Implementation Steps

A family limited partnership (“FLP”) plan is typically implemented in the following four steps:

  1. The current owner of an asset creates a legal entity, generally either as a limited partnership, or more commonly as a limited liability company, or “LLC.”
  2. The current owner creates a legal agreement governing the administration of the FLP.1 In addition to addressing management authority, the agreement limits the ability of the FLP owners to transfer ownership interests.
  3. The current owner transfers unique assets to the FLP in exchange for all ownership interests in the FLP.2
  4. The current owner’s FLP ownership interests are transferred to children or grandchildren, usually through regular lifetime gifts. Regardless of the extent of the gifting during lifetime, the owner’s remaining FLP ownership interests can be transferred to children or grandchildren following death.
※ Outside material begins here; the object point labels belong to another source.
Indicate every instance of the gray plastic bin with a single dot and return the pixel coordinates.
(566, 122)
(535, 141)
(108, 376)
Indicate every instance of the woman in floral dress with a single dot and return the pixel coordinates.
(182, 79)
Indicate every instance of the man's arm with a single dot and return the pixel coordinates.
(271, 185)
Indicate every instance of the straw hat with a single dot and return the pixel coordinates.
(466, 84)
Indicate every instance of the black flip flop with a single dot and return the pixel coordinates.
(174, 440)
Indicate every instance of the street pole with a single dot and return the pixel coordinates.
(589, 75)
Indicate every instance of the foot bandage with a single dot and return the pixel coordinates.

The most common type of assets contributed to the FLP are rental real estate properties, family cabins, family farms, or businesses.  A personal residence or any other assets the current owner needs for personal living expenses should not be contributed to an FLP.

Planning Benefits

The legal planning benefits of the FLP planning are as follows:

  • Management Rights. The management authority can be separated from ownership of equity.  This bifurcation allows for the senior generation to retain management rights even while gifting away a percentage of the underlying asset value to the junior generations.
  • Creditor and Divorce Protection. The owners of the company are insulated from personal liability for any of the company’s creditors.  The partnership agreement can also preclude a family member’s divorcing spouse from participating in the FLP.
  • Ease of Transfer. In contrast to fractional interests in real estate, the FLP structure allows for a more efficient transfer of value through FLP transfer documents.
  • Reduced Tax Cost of Transfer. Finally, and perhaps of primary significance, the FLP strategy can reduce the reported value of gifts made to the junior generations.  The internal revenue code requires that a gifted FLP interest must be valued according to what an unrelated person would pay for it. 3 Since the FLP interest is subject to legal restrictions limiting a third party’s rights to both manage and liquidate for value, any FLP ownership interest is worth far less to an unrelated third party than if the assets of the FLP were individually owned by the FLP owners in proportion to their ownership interests. 4 As a result, the value of the FLP gift reported to the IRS must be reported below the proportionate value of the underlying assets.  In many cases, the reported value of the transfer could be only 60% to 70% of the proportionate value of the underlying asset value.  The FLP strategy could therefore significantly reduce estate taxes.

Rest assured, FLP planning is not the type of “sophisticated scheme to avoid taxes” that has drawn the attention of the IRS to the seventy-five largest partnerships that are under IRS scrutiny.  Rather, FLP planning is a tried-and-true method of achieving transfer objectives, including reducing the reported tax value of gifted assets.  Many of my client families have successfully implemented the FLP planning.  We would be glad to speak with you or your clients about whether the FLP planning is appropriate in their unique situation.

1 This legal agreement is generally called an operating agreement, for an LLC, or a partnership agreement, for a partnership.  The agreement would detail the rights and limitations on the owners of the entity and the authority of the managers.
2 This “sale” is not a taxable event, since the owner merely exchanges the unique assets contributed to the FLP in exchange for ownership interests in the FLP.
3 Code of Federal Regulations 26 CFR § 20.2031-1b.
4 A professional appraiser of Family Limited Partnership would call these reductions in value “discount for lack of control” and “discount for lack of marketability.”